Defenders can also invest in reducing the entropy in the attack space they must contend with. This reduces the uncertainty about the likely variation in attacks. There are two methods to do this, they can acquire more information on the attackers preferred methods through threat intelligence, or they can introduce controls to the environment that reduce or limit the available attack surface. Increasing the predictability of attacks can be done, but it will not eliminate the uncertainty.

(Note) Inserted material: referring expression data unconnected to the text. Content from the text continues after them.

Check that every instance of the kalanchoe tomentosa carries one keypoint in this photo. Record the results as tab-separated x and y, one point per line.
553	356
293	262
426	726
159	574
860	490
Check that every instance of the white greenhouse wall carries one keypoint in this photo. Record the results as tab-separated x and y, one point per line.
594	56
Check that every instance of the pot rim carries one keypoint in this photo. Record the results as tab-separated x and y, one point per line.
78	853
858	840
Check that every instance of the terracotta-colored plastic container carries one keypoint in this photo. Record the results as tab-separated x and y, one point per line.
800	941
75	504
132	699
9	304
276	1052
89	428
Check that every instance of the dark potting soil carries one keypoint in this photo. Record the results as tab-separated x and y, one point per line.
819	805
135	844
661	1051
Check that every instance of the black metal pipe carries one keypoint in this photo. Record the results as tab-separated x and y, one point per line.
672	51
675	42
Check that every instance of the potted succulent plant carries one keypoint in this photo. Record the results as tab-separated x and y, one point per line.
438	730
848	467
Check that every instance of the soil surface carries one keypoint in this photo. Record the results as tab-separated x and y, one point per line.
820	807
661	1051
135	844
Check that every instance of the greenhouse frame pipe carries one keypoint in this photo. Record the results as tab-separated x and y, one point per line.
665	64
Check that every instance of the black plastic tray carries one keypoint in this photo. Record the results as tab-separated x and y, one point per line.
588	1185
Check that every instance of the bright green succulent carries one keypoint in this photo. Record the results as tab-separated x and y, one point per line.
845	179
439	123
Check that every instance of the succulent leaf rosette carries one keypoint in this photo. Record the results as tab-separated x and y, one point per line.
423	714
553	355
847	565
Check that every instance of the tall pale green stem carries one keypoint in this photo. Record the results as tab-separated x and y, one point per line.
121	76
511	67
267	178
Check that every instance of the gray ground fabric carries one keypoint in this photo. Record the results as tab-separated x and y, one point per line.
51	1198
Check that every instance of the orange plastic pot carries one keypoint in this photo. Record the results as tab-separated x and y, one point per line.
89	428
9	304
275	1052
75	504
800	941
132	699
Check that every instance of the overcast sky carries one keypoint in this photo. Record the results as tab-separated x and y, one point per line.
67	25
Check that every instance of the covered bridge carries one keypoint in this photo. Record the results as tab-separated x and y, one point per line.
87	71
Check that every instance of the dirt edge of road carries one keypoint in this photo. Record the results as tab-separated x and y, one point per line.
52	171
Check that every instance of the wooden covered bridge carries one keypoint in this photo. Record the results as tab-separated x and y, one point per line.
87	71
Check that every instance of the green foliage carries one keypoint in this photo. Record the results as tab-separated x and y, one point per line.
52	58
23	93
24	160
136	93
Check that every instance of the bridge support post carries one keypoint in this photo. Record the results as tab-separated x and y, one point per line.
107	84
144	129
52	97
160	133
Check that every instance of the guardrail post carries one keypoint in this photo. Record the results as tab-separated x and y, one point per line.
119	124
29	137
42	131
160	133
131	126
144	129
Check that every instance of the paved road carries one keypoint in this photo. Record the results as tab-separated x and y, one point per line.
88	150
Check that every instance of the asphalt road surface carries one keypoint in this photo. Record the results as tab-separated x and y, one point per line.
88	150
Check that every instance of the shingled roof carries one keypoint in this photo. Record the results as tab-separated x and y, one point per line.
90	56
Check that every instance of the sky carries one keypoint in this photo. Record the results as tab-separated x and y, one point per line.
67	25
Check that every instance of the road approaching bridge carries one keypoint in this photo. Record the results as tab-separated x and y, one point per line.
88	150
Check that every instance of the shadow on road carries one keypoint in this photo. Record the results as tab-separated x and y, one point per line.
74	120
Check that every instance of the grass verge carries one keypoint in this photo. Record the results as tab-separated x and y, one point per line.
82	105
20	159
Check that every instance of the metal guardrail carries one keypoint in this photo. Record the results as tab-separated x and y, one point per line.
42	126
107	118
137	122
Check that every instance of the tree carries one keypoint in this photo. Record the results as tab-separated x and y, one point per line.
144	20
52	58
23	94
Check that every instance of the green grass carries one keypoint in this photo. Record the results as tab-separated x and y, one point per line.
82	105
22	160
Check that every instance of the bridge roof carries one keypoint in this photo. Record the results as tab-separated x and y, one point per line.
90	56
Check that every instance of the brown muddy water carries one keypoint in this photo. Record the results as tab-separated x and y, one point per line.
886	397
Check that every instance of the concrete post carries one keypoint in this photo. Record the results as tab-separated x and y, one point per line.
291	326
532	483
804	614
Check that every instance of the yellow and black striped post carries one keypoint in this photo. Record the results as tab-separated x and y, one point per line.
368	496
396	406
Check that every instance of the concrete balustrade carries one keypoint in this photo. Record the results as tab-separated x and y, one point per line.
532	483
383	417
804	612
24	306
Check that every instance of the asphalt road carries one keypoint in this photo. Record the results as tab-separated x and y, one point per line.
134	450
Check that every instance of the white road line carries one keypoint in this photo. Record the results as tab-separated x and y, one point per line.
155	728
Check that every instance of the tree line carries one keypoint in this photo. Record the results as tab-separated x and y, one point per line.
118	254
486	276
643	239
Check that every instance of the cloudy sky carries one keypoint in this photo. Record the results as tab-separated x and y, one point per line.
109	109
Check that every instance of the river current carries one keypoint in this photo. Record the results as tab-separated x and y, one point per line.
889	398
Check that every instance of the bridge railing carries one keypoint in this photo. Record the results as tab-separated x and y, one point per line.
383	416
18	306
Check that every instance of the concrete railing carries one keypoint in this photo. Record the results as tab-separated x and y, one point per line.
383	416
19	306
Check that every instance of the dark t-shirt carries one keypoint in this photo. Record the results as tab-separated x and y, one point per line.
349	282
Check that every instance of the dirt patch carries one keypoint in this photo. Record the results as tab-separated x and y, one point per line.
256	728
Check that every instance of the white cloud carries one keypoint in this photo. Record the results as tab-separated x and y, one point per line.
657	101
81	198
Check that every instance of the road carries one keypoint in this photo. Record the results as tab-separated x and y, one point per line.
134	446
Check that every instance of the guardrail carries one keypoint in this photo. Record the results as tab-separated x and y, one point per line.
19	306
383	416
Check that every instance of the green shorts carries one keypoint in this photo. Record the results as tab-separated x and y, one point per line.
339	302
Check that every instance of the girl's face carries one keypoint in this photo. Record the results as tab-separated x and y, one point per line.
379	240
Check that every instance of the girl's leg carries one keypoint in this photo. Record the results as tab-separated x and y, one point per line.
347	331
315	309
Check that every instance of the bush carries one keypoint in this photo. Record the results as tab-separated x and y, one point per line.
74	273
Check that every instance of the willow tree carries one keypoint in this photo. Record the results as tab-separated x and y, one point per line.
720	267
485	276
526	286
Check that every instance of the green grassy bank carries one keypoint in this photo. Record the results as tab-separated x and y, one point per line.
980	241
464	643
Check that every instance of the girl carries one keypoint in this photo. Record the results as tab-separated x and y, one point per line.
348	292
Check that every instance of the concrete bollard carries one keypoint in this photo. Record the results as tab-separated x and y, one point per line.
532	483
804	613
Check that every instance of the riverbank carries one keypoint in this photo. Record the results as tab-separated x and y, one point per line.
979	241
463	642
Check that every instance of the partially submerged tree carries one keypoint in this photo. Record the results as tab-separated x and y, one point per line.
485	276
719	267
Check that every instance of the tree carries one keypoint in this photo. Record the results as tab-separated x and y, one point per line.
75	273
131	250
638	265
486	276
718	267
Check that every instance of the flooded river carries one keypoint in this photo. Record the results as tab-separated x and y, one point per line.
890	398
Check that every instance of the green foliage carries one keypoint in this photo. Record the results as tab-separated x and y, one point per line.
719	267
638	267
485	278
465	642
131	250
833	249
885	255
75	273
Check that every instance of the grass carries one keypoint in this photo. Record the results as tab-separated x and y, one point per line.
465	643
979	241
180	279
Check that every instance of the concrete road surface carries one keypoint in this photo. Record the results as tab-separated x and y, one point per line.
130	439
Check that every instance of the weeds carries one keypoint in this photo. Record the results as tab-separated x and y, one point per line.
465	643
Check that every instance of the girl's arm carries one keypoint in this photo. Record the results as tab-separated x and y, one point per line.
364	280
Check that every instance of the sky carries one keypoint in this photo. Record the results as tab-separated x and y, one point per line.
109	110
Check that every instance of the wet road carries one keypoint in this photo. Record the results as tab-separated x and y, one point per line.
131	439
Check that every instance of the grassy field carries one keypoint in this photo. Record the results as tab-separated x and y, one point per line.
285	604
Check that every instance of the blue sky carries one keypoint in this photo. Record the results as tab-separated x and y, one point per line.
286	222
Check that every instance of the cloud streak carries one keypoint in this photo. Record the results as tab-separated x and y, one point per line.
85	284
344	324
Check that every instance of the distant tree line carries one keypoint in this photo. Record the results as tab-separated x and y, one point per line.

Attackers, whose goal is to extract value online, and Defenders, whose goal is to protect value online, are not the only players in the cyber domain. There are the builders, whose goal is to generate and exchange value online and the consumers, whose goal is to consume and exchange value online. The behaviours of builders and consumers set much of the landscape of the cyber domain which is fought over by attackers and defenders.
It’s safe to say there are multiple agents (Attackers, Defenders, Builders and Consumers) interacting over a changing landscape (as new systems, features, attacks and defences are produced). There is variability between different agents, for example industrialised, opportunistic and targeted attackers, operators, practitioner and expert defenders and at a lower level between, for example, an organised criminal targeted attacker and a state targeted attacker.
I think these characteristics imply that cybersecurity as a whole is a complex adaptive system even if aspects of it are more predictable. This opens up an interesting possibility of the application of complexity theory approaches to the management of cybersecurity.
Considering the broader macro-level of cybersecurity through Dave Snowden’s Cynefin Framework opens up the possibility of applying complexity theory to the management of cybersecurity. Those concerned with the macro-level cybersecurity outcomes such as regulators, lawmakers and executives of the largest institutions should be prepared for more experimentation and use of probe-sense-respond rather than the codification of best practices and checklists. These likely still have a role at the micro-level for more predictable areas of the landscape such as cyber hygiene.
The encouragement of beneficial patterns and the discouragement of harmful patterns will need more attentive and responsive management of cybersecurity than many I suspect will want to hear. That said, the adoption of cyber resilience and the broader operational resilience lens is highly appropriate to the macro-level cybersecurity domain as it is grounded in a sense that the future events are unpredictable but that survival is predicated on an ability to adapt to and learn from the changing landscape and the events that take place.
This is the start of a process for me of trying to understand if there is a ‘physics of cyber’ as hinted at by this thread from ever-quotable Phil Venables:
Fundamental Drivers of Information Security Risk. A thread.— Phil Venables (@philvenables) July 20, 2019
As I get older and (hopefully) wiser it has become ever more apparent that all the issues and risks we face arise from a small number of basic “forces”.
Please let me know your comments and thoughts.
NOTE: After I posted these blogs I was helpfully pointed to a much more eloquent exploration of Cynefin and Cybersecurity here. It confirms to me that there is definite applicability of the application of complexity theory to cyber decision making and that mashing out a couple of blog posts is not the same as a fully referenced and researched paper.